Accurate estimates of risk are essential for physicians if they are to recommend a specific management to patients with bladder cancer. In this review, we discuss the criteria for the evaluation of nomograms and review current available nomograms for advanced bladder cancer.


A retrospective review of the Pubmed database between 2002 and 2008 was performed using the keywords 'nomogram' and 'bladder'. We limited the articles to advanced bladder cancer. We recorded input variables, prediction form, number of patients used to develop the prediction tools, the outcome being predicted, prediction tool-specific features, predictive accuracy, and whether validation was performed.

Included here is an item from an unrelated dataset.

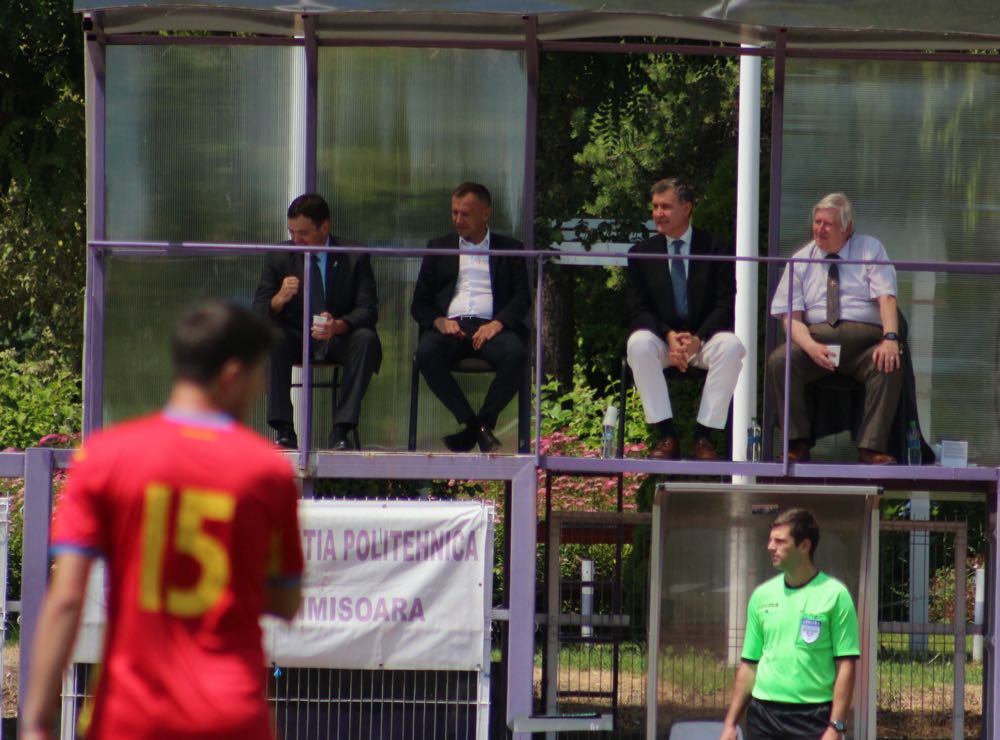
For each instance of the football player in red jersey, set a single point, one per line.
(196, 519)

We discuss the characteristics needed to evaluate nomograms such as predictive accuracy, calibration, generalizability, level of complexity, effect of competing risks, conditional probabilities, and head-to-head comparison with other prediction methods. The predictive accuracies of the pre-cystectomy tools (n = 2) range from ∼65-75% and that of the post-cystectomy tools (n = 5) range from ∼75-80%. While some of these nomograms are well-calibrated and outperform AJCC staging, none has been externally validated. To date, four studies demonstrated a statistically significant improvement in predictive accuracy of nomograms by including biomarkers.


Nomograms provide accurate individualized estimates of outcomes. They currently represent the most accurate and discriminatory decision-making aids tools for predicting outcomes in patients with bladder cancer. Use of current nomograms could improve current selection of patients for standard therapy and investigational trial design by ensuring homogeneous groups. The addition of biological markers to the currently available nomograms using clinical and pathologic data holds the promise of improving prediction and refining management of patients with bladder cancer.